Я ушел в свою комнату. Мысли мои внезапно устремились к Адриане, которая после моего заявления выбежала, рыдая, из столовой. А что, если она явится требовать объяснений? Конечно, она не верит, будто я нашел деньги. Что же она должна в таком случае подумать? Что я, упорно отрицая кражу, хочу наказать ее за неверность слову? Но почему? Очевидно, потому, что от адвоката, к которому я будто бы намеревался обратиться за советом, прежде чем заявить о краже в полицию, я узнал, что и она, и все живущие в доме окажутся под подозрением. Ну и пусть! Разве она не сказала мне, что охотно пойдет на скандал, связанный с разбором этого дела?
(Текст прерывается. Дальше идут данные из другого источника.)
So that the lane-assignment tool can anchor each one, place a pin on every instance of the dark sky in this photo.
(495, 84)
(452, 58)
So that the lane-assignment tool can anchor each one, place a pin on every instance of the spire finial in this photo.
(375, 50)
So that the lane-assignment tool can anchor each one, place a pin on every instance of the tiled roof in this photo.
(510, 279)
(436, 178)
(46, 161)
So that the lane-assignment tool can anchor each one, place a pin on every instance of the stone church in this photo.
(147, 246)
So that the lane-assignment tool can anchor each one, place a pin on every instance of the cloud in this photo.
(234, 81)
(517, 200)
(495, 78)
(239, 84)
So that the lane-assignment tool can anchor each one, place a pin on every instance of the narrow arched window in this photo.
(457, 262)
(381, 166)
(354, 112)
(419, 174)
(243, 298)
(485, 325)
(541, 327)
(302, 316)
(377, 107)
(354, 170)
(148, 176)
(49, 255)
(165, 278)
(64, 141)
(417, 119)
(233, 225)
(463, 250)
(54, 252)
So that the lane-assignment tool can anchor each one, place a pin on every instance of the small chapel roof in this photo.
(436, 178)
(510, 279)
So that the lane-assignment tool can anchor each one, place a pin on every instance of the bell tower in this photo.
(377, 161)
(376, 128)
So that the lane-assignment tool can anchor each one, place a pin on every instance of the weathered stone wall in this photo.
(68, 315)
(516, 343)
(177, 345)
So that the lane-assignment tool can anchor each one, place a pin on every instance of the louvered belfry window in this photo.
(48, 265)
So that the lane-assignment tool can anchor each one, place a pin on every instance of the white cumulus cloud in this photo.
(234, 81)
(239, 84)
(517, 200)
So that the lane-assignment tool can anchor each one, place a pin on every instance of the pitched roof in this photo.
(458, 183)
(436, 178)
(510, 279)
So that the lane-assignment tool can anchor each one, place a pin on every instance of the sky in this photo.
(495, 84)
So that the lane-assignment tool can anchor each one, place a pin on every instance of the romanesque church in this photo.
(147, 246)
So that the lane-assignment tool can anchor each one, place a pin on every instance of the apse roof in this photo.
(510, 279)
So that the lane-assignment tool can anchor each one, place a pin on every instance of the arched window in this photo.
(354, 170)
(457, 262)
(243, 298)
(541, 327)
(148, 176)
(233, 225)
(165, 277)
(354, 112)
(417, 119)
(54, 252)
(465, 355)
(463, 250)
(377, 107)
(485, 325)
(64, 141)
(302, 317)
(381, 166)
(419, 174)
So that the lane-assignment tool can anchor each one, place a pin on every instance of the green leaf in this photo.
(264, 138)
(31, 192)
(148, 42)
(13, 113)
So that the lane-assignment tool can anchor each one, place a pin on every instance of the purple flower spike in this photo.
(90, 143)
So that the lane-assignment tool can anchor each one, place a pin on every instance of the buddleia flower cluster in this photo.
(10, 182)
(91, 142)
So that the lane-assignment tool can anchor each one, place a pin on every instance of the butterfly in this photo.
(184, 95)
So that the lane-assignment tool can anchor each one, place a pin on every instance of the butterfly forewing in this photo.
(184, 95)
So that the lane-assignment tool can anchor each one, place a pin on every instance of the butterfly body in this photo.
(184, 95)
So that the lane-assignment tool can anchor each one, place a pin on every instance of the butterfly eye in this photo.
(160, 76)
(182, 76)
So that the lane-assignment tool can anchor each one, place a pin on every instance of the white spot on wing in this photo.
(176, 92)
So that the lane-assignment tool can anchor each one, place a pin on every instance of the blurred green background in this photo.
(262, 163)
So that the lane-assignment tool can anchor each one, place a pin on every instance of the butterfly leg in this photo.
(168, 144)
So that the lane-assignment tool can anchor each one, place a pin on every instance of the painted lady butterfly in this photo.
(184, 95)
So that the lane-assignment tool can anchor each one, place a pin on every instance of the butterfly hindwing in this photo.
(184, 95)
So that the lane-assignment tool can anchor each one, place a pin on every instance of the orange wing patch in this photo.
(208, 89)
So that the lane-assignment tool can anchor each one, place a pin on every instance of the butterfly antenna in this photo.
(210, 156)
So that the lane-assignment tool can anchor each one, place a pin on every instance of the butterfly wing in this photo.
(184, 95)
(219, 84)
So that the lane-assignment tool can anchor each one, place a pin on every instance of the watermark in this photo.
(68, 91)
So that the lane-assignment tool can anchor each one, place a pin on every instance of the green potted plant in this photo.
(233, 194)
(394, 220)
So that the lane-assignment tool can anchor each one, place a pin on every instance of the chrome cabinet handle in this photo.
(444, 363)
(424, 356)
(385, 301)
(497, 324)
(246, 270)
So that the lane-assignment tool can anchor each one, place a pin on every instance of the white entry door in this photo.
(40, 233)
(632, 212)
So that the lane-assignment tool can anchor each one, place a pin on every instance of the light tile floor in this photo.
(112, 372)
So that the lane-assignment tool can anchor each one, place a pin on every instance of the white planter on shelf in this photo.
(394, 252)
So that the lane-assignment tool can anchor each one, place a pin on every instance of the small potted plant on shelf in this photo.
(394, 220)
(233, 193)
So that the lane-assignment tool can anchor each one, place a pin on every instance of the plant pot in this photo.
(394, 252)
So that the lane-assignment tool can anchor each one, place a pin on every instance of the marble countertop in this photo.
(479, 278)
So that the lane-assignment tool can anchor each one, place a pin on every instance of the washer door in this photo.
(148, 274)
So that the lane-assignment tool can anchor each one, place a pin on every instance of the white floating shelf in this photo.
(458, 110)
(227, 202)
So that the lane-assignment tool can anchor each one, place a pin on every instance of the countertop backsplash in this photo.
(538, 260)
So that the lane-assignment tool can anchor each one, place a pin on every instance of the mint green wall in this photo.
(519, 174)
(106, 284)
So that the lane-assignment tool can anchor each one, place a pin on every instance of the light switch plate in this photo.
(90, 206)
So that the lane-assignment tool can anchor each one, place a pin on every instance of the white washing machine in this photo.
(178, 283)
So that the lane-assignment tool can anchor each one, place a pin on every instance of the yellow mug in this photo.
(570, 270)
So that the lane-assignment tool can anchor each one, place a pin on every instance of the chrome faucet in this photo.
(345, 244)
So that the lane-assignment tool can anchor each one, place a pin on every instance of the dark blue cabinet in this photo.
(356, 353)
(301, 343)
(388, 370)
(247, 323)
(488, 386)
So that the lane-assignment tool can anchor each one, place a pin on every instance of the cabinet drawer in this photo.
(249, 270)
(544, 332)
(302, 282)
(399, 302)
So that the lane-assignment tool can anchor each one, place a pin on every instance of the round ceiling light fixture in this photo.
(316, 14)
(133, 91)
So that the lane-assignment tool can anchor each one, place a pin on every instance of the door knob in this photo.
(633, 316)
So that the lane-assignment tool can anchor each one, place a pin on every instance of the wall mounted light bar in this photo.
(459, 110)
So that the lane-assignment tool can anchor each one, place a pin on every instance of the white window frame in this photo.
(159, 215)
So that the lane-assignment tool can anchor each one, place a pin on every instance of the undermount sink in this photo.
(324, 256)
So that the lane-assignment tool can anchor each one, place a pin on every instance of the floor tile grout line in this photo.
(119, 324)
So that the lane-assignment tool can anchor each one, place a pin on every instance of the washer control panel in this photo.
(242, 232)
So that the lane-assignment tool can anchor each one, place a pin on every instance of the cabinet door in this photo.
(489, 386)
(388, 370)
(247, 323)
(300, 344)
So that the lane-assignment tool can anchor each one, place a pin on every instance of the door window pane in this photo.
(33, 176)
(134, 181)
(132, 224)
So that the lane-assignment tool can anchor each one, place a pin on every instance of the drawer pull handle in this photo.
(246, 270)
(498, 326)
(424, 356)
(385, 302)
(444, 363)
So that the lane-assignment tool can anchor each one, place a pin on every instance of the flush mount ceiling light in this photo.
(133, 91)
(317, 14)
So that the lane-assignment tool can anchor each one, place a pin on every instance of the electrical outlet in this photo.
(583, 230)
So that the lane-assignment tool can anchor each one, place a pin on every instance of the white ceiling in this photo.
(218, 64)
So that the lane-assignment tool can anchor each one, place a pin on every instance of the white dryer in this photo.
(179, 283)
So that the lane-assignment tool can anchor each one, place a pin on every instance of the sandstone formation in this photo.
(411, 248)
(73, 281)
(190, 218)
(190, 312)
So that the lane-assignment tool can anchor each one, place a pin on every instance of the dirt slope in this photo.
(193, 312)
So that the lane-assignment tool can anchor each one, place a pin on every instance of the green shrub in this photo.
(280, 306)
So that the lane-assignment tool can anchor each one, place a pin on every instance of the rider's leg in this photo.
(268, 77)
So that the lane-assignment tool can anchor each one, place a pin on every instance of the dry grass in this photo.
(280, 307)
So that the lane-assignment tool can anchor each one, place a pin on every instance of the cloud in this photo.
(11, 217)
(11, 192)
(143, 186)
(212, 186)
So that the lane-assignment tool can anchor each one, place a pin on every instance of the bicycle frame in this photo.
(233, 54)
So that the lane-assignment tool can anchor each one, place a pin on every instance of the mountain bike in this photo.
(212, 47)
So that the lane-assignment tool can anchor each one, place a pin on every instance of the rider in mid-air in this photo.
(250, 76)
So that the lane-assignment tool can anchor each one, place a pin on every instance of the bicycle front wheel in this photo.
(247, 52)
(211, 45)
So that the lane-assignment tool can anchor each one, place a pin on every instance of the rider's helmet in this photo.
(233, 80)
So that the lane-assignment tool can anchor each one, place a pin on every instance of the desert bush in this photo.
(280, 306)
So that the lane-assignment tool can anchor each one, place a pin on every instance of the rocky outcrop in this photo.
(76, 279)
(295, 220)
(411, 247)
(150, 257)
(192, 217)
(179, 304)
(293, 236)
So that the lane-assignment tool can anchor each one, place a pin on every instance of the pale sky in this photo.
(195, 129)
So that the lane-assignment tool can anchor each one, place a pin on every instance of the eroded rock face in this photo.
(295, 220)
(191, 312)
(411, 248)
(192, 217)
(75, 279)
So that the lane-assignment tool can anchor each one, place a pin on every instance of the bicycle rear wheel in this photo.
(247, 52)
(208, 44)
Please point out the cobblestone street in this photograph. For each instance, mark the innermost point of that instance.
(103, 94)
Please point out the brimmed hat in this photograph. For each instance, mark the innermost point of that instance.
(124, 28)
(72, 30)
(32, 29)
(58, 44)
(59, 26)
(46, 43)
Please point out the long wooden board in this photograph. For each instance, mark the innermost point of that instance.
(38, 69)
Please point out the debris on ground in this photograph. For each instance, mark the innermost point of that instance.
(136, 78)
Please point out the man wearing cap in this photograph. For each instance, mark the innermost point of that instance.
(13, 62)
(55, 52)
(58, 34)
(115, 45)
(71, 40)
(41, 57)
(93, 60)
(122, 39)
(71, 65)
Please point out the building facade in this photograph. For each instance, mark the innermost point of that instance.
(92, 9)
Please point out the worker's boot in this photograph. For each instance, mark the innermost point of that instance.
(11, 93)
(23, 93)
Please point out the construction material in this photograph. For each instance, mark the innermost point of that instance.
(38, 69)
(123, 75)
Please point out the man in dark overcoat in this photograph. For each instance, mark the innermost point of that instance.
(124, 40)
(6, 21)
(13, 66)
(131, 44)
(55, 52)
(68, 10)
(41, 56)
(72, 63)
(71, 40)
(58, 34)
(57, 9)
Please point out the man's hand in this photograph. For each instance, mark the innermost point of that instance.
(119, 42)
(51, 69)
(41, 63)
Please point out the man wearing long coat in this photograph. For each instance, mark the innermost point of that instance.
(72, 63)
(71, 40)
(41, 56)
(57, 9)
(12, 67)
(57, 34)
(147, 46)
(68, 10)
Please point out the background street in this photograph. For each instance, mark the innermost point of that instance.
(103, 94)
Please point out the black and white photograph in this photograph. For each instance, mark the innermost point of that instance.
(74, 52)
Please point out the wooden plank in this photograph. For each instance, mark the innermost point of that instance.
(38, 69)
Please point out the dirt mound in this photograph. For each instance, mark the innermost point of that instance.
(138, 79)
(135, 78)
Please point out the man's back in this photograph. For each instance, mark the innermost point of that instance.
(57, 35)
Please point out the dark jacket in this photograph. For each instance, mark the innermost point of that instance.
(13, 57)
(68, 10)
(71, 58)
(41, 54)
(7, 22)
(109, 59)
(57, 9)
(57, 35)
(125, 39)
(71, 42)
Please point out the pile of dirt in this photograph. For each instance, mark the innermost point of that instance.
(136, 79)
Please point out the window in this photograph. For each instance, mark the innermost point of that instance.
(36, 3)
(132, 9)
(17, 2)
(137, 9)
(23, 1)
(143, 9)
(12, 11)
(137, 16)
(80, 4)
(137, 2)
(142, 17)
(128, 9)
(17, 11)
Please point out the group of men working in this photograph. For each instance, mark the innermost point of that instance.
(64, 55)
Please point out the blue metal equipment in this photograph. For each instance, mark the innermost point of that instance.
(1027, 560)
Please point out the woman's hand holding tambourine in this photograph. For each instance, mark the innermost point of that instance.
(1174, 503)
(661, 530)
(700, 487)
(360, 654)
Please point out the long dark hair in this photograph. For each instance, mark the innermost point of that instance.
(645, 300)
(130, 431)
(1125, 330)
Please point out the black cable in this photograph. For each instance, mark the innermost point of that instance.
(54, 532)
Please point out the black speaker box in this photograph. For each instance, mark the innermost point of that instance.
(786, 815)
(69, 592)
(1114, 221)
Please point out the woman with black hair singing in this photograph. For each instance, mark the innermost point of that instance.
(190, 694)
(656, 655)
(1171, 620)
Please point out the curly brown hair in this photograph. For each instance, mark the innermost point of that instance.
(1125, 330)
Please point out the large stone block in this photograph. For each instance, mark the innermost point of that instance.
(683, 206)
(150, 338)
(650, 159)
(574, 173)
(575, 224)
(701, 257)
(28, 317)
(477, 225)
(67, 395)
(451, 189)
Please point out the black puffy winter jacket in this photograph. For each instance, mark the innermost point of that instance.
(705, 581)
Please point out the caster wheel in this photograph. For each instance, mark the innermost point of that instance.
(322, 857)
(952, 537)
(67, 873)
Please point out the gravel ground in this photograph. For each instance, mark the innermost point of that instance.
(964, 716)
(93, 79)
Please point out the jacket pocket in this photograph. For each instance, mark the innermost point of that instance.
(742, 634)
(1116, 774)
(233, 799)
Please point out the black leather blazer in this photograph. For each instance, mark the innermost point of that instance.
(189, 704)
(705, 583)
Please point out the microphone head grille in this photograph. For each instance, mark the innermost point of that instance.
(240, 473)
Да, но я – это было ясно – не согласился, предпочтя пожертвовать двенадцатью тысячами лир… И разве не придет ей в голову, что это с моей стороны великодушие, жертва, на которую я иду из любви к ней? Вот еще одна ложь, к которой принуждало меня мое двусмысленное положение, тошнотворная ложь, которая изображала меня способным на утонченнейшее, деликатнейшее доказательство любви и приписывала мне великодушие тем более бескорыстное, что Адриана не просила о нем и не желала его. Но нет, нет, нет! С чего это я расфантазировался? Следуя логике моей необходимой и неизбежной лжи, она должна прийти к совсем иным выводам. Какое там великодушие? Какая жертва? Какие доказательства любви? Неужели я буду и впредь морочить голову несчастной девушке? Я обязан подавить, задушить свою страсть. Я не смею обратиться к Адриане ни с одним словом любви, не смею бросить на нее ни одного нежного взгляда. Что же тогда получится? Как ей согласовать мое кажущееся великодушие с той сдержанностью, к какой я отныне обязан принудить себя в ее присутствии? Выходит, что сила обстоятельств вынуждает меня воспользоваться этой кражей, о которой Адриана рассказала против моей воли и которую я опроверг, для того чтобы порвать всякие отношения с девушкой. Но какой логический вывод следует из всего этого? Либо я решил стерпеть кражу денег, – но тогда почему, зная вора, не выдаю его, а, напротив, отнимаю у нее свою любовь, словно она сама повинна в воровстве? Либо я и впрямь нашел деньги, – но тогда почему же не продолжаю любить ее?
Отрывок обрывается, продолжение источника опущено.